Leads are people who declared interest within the last 30 days. They talked to you at an event, or registered for something on your web site. Leads are highly perishable, and must be contacted fast. For example, someone who talked to you at a tradeshow will barely remember your conversation a week later. Someone who registered at your website may not even recall having visited 24 hours later. So a service level agreement (SLA) needs to be set up about how fast marketing gets leads get into the SFA system, and how quickly the contact attempts (both email and phone) happen. It is a good plan to have a schedule of contact attempts stretching out for a full month (with less frequent attempts over time). If no conversation has occurred in a month, leads revert to names. Telesales / telemarketers / ISRs should be the exclusive owner and processor of Leads, although marketing should provide the content (e.g., white papers, scripts, emails) to assist the process.
Contacted Leads are people in discussion with Telesales / Telemarketing / ISRs. They are not qualified yet, but they are being cultivated with information and offers of light-weight engagement that don't involve a sales rep's time (webinars...). Contacted Leads may stay in this state for months or even quarters -- no problem, because they're not in the "funnel" yet and are being groomed as future pipeline. Make sure to use "tickler" tasks, as contacted leads may actually be in the hopper longer than the half-life of your telesales / telemarketing reps. Contacted leads should be exclusively owned and processed by Telesales / Telemarketing / ISRs.
Qualified Leads are people who have passed the qualification criteria, but may not yet have had their first conversation with Sales. A qualified lead is subject to re- qualification by the sales rep before it is accepted by the field. If the rep doesn't believe that it's worth putting sales time into a qualified lead yet (e.g., she doesn't smell a deal here), the qualified lead stays with the Telesales / Telemarketing / ISR person for further cultivation. When things are going right, people stay as in the qualified lead state for only a few days while appointment schedules are coordinated with the rep. Qualified leads are owned by Telesales, but shared with the Sales reps.
Opportunity Contacts are people whom Sales has accepted: there's an opportunity, and a sales cycle with the contacts has begun. Opportunity contacts are exclusively owned and handled by Sales and their SEs.
It seems that you can't talk about a business process without commenting on how to outsource or automate it (maybe that's what gave BPM such a bad name ). In this particular case, the Telesales / Telemarketing / ISR function is dealing with highly perishable and sensitive assets: your future pipeline. Details, timing, finesse -- even tone of voice and attitude -- really matter.

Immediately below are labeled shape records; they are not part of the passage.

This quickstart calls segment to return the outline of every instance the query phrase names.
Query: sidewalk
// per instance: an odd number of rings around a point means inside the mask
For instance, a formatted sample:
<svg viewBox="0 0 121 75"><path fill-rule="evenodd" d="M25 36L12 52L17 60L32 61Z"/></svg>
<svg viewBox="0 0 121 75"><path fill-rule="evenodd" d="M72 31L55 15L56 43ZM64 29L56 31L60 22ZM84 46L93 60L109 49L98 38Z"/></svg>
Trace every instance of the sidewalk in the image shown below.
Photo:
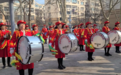
<svg viewBox="0 0 121 75"><path fill-rule="evenodd" d="M87 61L87 53L76 51L70 53L64 59L66 69L57 69L57 59L51 55L48 47L45 46L45 55L41 62L35 63L34 75L121 75L121 54L115 53L111 48L111 57L104 56L104 50L96 50L94 61ZM0 59L0 67L2 67ZM1 69L0 75L19 75L18 71L12 68ZM26 75L28 75L26 70Z"/></svg>

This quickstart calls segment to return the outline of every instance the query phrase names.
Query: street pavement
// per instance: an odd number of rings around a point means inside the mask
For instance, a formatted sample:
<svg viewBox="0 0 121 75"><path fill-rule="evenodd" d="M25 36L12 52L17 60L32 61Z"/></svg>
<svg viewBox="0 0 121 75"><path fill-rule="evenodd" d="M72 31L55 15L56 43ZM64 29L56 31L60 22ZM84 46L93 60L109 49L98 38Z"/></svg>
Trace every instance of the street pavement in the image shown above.
<svg viewBox="0 0 121 75"><path fill-rule="evenodd" d="M111 48L112 56L104 56L103 49L96 49L94 61L87 61L87 52L79 51L69 53L64 58L66 69L58 70L57 59L50 53L45 45L45 54L41 62L35 63L33 75L121 75L121 54L115 53ZM0 75L19 75L15 67L2 69L0 59ZM28 75L28 71L25 71Z"/></svg>

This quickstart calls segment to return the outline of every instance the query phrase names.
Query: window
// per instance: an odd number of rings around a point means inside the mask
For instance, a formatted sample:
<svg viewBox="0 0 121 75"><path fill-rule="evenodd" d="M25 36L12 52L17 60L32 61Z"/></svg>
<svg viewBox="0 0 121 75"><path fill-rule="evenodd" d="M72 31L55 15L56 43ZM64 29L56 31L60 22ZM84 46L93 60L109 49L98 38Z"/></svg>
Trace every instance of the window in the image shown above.
<svg viewBox="0 0 121 75"><path fill-rule="evenodd" d="M81 7L81 11L84 11L84 7Z"/></svg>
<svg viewBox="0 0 121 75"><path fill-rule="evenodd" d="M70 15L70 14L71 14L71 12L70 12L70 11L67 11L67 14L68 14L68 15Z"/></svg>
<svg viewBox="0 0 121 75"><path fill-rule="evenodd" d="M66 2L70 2L70 0L66 0Z"/></svg>
<svg viewBox="0 0 121 75"><path fill-rule="evenodd" d="M5 10L5 11L9 11L9 8L8 8L8 7L4 7L4 10Z"/></svg>
<svg viewBox="0 0 121 75"><path fill-rule="evenodd" d="M84 2L81 2L81 5L84 5Z"/></svg>
<svg viewBox="0 0 121 75"><path fill-rule="evenodd" d="M38 5L35 5L35 7L38 7Z"/></svg>
<svg viewBox="0 0 121 75"><path fill-rule="evenodd" d="M71 5L66 5L66 8L71 8Z"/></svg>
<svg viewBox="0 0 121 75"><path fill-rule="evenodd" d="M31 20L34 20L34 15L31 16Z"/></svg>
<svg viewBox="0 0 121 75"><path fill-rule="evenodd" d="M3 18L3 15L2 14L0 14L0 19L2 19Z"/></svg>
<svg viewBox="0 0 121 75"><path fill-rule="evenodd" d="M72 0L72 3L77 3L77 0Z"/></svg>

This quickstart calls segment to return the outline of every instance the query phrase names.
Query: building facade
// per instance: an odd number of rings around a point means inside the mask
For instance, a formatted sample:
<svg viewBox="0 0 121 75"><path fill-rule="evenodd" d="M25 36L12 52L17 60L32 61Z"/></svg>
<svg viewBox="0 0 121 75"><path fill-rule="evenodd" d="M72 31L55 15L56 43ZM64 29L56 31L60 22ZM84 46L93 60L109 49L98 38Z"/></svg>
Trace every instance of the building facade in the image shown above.
<svg viewBox="0 0 121 75"><path fill-rule="evenodd" d="M93 22L90 16L87 16L87 13L94 13L91 12L91 10L94 10L95 8L94 5L95 0L66 0L66 17L67 19L71 19L72 25L78 25L80 23L85 23L86 21ZM100 11L99 2L96 2L96 5L98 5L96 11ZM51 22L54 24L61 19L61 12L56 0L45 0L45 9L46 24ZM67 21L67 24L68 23L69 20Z"/></svg>

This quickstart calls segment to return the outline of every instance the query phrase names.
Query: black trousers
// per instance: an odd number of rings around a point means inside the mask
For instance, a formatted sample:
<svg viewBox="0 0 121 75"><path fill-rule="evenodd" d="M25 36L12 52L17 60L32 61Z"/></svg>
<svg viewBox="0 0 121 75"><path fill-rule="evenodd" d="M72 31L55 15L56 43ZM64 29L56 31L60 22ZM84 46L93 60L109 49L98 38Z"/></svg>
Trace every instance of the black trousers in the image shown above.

Consequently, only some of telesaels/telemarketing activities can be routinized enough to be automated or outsourced. I do recommend automating a lot of the initial email outreach (implement a sequential auto-responder or other marketing automation tool), but once there is any serious prospect engagement your people must take over. It's pretty much the same story for pure telephone work: use outsourcers to get phone numbers, update email addresses, or even figure out overall org charts. But when it's time for phone conversations about your value proposition, market differentiation, and qualification -- these must almost always be done by your people.